Не слушая более никого, Сашка избавился от доспеха. Обмотав конский повод вокруг луки седла, чтоб не занимал рук, взял копьё в правую руку, а в левую – Дрыну. Послушный Радомир готов был повиноваться и без повода, по воле хозяина рванул навстречу супротивнику.
Яков посмотрел на поле. Пересвет и Челубей неслись навстречу друг другу по ещё не утоптанной траве. Скоро её потопчут, скоро она обагрится кровью ратников!
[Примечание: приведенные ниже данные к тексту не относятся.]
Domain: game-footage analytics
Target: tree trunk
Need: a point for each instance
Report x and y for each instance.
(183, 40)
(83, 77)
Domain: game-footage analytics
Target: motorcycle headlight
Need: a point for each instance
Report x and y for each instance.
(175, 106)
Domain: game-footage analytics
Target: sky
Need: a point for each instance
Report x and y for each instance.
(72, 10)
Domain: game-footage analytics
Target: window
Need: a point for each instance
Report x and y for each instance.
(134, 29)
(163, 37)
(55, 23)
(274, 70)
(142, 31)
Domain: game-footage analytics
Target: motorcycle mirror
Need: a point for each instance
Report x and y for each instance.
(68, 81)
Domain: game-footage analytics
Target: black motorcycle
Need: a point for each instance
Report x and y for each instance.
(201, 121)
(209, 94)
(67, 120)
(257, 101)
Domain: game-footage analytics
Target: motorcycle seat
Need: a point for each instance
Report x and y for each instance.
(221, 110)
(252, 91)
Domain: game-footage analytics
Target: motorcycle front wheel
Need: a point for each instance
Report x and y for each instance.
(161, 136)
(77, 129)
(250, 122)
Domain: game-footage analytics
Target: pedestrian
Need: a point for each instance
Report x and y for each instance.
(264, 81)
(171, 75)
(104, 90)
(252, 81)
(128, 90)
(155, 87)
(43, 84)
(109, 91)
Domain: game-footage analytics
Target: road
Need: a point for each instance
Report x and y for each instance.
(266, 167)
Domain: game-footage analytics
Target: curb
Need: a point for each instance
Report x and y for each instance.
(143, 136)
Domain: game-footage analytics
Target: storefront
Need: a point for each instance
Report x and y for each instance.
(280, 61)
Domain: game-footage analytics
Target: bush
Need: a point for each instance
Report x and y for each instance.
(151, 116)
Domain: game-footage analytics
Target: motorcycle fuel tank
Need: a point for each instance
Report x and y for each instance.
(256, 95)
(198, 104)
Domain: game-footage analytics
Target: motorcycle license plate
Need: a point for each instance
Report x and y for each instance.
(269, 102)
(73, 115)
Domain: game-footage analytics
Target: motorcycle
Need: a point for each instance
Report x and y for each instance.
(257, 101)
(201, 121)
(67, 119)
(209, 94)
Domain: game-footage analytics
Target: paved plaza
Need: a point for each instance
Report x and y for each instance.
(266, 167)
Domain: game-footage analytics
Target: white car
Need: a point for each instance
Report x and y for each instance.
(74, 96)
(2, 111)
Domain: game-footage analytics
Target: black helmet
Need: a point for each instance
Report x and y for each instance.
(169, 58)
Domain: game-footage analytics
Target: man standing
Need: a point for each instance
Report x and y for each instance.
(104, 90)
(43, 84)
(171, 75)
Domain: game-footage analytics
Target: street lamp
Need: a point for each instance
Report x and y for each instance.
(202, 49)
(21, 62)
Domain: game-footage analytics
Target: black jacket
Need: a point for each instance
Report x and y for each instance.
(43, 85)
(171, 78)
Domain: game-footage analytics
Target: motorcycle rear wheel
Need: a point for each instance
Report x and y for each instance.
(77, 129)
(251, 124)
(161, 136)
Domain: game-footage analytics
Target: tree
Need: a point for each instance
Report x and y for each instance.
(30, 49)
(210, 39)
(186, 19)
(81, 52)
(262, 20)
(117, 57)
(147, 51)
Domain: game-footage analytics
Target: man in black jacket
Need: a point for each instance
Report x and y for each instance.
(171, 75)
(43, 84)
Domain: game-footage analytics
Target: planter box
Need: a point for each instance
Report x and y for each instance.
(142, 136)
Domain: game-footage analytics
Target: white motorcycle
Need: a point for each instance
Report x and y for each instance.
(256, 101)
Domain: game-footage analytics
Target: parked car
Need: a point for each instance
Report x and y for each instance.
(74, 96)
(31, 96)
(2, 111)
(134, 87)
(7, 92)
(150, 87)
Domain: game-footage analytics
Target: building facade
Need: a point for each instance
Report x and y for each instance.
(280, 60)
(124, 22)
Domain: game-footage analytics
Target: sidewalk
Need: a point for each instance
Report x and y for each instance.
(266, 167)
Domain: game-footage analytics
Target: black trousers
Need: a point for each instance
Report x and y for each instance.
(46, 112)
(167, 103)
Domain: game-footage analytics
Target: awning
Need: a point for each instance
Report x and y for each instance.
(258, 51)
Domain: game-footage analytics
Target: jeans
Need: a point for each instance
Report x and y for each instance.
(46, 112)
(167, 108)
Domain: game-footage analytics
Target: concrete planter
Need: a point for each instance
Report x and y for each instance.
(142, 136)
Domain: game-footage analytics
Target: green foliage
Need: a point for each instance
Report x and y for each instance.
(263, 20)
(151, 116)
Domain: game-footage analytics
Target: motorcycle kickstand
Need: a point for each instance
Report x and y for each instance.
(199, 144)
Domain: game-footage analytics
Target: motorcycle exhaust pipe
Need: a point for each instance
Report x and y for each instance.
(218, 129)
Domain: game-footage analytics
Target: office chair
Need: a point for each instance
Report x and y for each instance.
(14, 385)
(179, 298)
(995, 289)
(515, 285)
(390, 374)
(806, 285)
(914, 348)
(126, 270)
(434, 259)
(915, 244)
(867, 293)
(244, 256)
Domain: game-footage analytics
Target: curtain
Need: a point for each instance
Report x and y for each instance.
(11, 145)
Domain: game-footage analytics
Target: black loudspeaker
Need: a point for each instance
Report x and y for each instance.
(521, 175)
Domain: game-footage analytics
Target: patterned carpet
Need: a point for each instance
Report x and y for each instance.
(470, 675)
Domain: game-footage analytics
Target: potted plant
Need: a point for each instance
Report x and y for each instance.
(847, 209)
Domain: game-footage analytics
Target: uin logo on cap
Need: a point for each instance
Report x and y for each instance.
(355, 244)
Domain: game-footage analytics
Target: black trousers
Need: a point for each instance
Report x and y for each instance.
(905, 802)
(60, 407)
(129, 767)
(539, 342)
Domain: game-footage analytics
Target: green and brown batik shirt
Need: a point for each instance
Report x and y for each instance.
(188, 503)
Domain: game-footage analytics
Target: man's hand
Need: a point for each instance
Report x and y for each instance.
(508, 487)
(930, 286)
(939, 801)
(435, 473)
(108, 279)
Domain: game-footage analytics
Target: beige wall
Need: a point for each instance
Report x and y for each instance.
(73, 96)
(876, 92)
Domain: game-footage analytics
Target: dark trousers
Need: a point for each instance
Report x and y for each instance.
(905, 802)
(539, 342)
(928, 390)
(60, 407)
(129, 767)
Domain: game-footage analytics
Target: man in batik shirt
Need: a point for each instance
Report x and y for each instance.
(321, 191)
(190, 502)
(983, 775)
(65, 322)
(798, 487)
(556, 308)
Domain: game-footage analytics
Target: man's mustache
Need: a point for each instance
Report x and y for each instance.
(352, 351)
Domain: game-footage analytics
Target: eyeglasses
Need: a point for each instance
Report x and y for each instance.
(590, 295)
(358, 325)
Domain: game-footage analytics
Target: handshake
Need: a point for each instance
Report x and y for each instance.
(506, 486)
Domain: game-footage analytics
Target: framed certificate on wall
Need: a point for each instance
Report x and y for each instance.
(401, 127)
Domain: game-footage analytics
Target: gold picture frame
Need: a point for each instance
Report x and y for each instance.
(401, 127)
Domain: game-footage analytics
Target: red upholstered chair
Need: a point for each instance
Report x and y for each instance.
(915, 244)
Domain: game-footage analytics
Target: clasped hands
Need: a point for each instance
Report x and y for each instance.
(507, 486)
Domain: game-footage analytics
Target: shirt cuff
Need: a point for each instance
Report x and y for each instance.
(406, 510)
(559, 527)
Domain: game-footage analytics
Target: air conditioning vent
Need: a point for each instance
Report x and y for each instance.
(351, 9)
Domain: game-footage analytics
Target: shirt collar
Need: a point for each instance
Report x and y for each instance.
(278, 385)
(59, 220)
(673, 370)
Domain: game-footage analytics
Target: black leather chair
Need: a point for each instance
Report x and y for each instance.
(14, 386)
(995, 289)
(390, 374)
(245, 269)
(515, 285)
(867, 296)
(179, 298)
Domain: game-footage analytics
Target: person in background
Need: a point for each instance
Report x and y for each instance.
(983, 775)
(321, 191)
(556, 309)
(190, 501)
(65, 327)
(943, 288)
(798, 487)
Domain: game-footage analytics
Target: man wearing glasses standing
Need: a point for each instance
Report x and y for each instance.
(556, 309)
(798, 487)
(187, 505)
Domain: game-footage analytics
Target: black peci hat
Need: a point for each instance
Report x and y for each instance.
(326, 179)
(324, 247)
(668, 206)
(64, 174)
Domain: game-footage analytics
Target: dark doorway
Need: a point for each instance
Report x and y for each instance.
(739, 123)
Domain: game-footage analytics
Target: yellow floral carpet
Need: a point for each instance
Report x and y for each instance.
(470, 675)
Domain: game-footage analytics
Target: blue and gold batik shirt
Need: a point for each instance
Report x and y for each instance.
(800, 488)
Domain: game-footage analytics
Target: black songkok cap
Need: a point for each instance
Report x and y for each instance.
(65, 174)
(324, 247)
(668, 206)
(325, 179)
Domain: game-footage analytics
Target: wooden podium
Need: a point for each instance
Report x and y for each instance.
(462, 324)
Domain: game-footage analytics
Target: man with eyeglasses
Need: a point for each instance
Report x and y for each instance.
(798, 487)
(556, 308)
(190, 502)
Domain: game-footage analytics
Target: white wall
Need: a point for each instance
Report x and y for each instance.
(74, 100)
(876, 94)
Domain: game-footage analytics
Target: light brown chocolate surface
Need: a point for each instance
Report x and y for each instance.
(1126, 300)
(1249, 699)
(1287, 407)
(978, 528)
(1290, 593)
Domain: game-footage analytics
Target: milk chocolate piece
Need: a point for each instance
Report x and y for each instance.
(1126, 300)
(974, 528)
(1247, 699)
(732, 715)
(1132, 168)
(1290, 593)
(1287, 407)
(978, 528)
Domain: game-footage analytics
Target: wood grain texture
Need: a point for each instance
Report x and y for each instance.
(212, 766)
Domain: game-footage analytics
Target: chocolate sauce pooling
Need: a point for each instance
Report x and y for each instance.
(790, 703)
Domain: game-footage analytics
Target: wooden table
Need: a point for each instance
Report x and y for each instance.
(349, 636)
Оглушительный рёв висел над полем. Челубееву грудь закрывал всё тот же памятный Якову доспех из толстой кожи, с нашитыми металлическими пластинами и кольчужной юбкой. Голова воина по-прежнему оставалась без шлема. Пересвет был вовсе без доспеха. И копьё у Сашки оказалось короче на целый локоть или даже на полтора, но зато в другой руке была Дрына.
Пересвет нёсся на врага. Борода вздыблена, губы сурово сомкнуты. Выражение на лице сосредоточенное.
– Он мертвец, – тихо произнёс Ослябя.
Яков видел, как от строя на противоположной стороне поля отделились ряды пехоты, закрытые высокими щитами, – генуэзцы. Мамай не хотел дожидаться конца поединка.
Тем временем Челубей и Пересвет сшиблись. Сашка наклонился чуть влево, уходя из-под удара своего супротивника, но кованый наконечник длиннющего татарского копья всё-таки вошел в Сашкино тело, распорол бок. Зато сам Сашка ткнул своё копьё туда, куда хотел, – в середину кожаного нагрудника, в просвет меж пластинами – да так ткнул, что оно осталось торчать там. Челубей содрогнулся, охнул, безвольно опустил руки. Кожаные петли, помогавшие держать огромную его лесину, именуемую копьём, сползли. Лесина с окровавленным наконечником шумно упала в траву, но ещё до того мгновения взвилась в воздух и опустилась на шею Челубея огромная пересветова Дрына, снесла татарину голову. И вот уж разумный Радомир скачет к строю Передового полка, неся на себе довольного Сашку, а у Сашки из бока хлестает кровь, да так сильно, что залила и штаны, и сапог. Всего-то минутка прошла, и Пересвет среди своих, но самому сойти с коня уже не осталось сил.
Ослябя и Яков, спешившись, сняли Пересвета с седла, положили на землю. Яков не изумился, увидев огромную рану на дядином правом боку. Вокруг неё вся рубаха, вышитая руками Зубейды, сделалась алой, мокрой. Радомир стоял рядом, низко склонив печальную голову.
– Я победил! – Сашка улыбнулся, заметив Якова. – Я остался в седле, а Дрынушка срезала с плеч его башку. Эх, храбрый оказался этот Челубей. Только вот рожа уж больно страшна. Думал, от страха помру, а оно вот как…
– Гляди-ка, Пересвет помер! – сказал кто-то из ратников и тут же сам упал замертво, сражённый вражеской стрелой.
Яков, не долго думая, схватил щит, прикрылся им. И вовремя! Тут же в окованное железом дерево вонзились жала шальных стрел. Ослябя оказался тут как тут, рядом под щитом.
– Скачи в лесок, в Засадный полк! Теперь ты под началом у Боброка Волынца, там твой конь нужнее! – приговаривал Андрей, прикрывая Якова щитом, помогая взобраться в седло. – И передай весть, что великий князь не в Передовом полке.
– А где же? – удивился Яков, который сам видел, что вот тут рядом мелькает всем знакомый алый плащ и золочёный островерхий шлем.
– Пускай не верят глазам своим. В княжьих доспехах – не Дмитрий Иванович, а Бренок. Так и скажи Боброку. Пускай не вздумают раньше времени с места срываться и человека в красном плаще выручать. Его я выручать стану.